Special envoy Khalilzad, Gen Miller call on Gen Bajwa

He also updated the visitors on Pakistan government’s efforts for peace and the prime minister’s call for the international community to help alleviate the problems confronting the developing world in the present circumstances, said ISPR.

The visit took place as the US stepped up its efforts for the implementation of its Feb 29 agreement with Taliban.

The agreement was touted as the best opportunity for ending the war in Afghanistan that has cost lives of nearly 150,000 Afghans and over 2,400 American soldiers in addition to colossal economic cost of $975 billion.

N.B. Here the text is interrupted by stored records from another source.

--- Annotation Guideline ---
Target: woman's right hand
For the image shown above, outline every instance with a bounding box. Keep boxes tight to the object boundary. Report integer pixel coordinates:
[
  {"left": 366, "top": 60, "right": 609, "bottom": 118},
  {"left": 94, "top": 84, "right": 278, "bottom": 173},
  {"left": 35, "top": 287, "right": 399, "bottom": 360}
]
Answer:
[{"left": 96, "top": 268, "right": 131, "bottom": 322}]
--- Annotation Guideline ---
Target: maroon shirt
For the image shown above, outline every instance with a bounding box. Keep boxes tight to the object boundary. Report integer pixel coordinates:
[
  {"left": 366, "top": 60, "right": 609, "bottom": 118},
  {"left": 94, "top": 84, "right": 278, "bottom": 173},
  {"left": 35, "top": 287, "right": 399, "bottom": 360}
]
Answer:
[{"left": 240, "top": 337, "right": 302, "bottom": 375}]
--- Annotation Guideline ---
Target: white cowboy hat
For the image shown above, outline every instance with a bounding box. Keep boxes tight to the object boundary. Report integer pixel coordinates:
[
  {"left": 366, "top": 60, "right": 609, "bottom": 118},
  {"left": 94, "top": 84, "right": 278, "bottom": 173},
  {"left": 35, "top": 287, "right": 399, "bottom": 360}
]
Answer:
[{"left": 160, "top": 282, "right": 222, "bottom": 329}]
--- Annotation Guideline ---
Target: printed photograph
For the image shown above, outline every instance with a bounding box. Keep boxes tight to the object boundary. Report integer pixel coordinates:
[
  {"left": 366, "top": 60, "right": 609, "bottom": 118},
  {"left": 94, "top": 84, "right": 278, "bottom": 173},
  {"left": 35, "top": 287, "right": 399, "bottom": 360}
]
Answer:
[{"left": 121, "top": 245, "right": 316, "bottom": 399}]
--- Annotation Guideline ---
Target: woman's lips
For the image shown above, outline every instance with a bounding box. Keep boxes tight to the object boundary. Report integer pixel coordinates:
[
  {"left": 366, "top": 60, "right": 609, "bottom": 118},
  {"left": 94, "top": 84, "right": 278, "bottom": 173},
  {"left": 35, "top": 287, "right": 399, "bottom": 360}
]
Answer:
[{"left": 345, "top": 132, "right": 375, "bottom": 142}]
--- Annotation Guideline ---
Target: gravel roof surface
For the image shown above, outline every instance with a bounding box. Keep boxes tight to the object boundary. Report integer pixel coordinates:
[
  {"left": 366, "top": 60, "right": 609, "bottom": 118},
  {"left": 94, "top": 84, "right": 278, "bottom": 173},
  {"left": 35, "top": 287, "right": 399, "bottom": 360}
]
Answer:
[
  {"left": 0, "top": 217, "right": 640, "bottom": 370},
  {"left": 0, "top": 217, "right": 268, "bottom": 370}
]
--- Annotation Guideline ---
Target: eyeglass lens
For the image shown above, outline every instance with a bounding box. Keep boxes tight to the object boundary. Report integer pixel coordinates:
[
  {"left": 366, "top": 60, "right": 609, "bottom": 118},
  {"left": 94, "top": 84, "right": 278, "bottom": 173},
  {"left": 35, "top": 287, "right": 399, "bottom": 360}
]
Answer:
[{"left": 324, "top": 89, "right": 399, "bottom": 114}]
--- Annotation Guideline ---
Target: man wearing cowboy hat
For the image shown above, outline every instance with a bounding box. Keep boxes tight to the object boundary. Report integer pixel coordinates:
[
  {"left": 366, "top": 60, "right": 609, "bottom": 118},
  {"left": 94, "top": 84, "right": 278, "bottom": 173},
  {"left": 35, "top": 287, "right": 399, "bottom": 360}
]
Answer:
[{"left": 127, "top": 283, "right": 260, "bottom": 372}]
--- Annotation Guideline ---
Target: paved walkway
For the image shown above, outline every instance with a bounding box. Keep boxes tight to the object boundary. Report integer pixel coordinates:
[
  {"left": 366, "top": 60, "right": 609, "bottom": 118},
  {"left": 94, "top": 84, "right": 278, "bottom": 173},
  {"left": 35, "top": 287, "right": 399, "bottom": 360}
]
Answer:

The implementation of the accord, however, ran into problems soon after its signing because of differences between Kabul and the Taliban over the release of detainees, which was a key requirement for the start of intra-Afghan negotiations, and continuing violence in Afghanistan.

The Khalilzad-Miller duo had on Monday met Taliban’s chief negotiator Mullah Baradar in Doha, where the insurgent group’s political office is based.

Spokesman for Taliban’s political office Suhail Shaheen said that the meeting was hosted by Qatari Foreign Minister Sheikh Mohammad bin Abdur Rahman Al-Thani. “They talked about complete implementation of the agreement as well as delay in the release of the prisoners. Violations of the agreement and other issues and ways of their solutions were also discussed,” Shaheen said.

Gen Miller had earlier met the Taliban leaders in Doha on Friday as well for discussing reduction in violence. The insurgent group had after the meeting with Gen Miller released the first batch of 20 detainees. The detainees were handed over by the Taliban to the Red Cross in Kandahar. This was seen as a major step for taking the peace agreement forward.

The Afghan government has, meanwhile, set free 300 Taliban prisoners over the past few days. The prisoners, the Taliban say, have been conditionally released by Kabul against its earlier commitment of unconditionally freeing the insurgent detainees.

Under the February 29 agreement, the Afghan government had to set free 5,000 Taliban prisoners, whereas the Taliban were to release 1,000 captives by March 10 for the start of intra-Afghan negotiations. The delay in the swap has prevented the intra-Afghan talks from beginning.

Foreign Office Spokesperson Aisha Farooqui had at her last weekly media briefing on Thursday said: “We believe that the signing of the US-Taliban Peace Agreement has created a historic opportunity for the people of Afghanistan. It is imperative that this historic opportunity is seized and all parties work together constructively for securing durable peace and stability in Afghanistan.”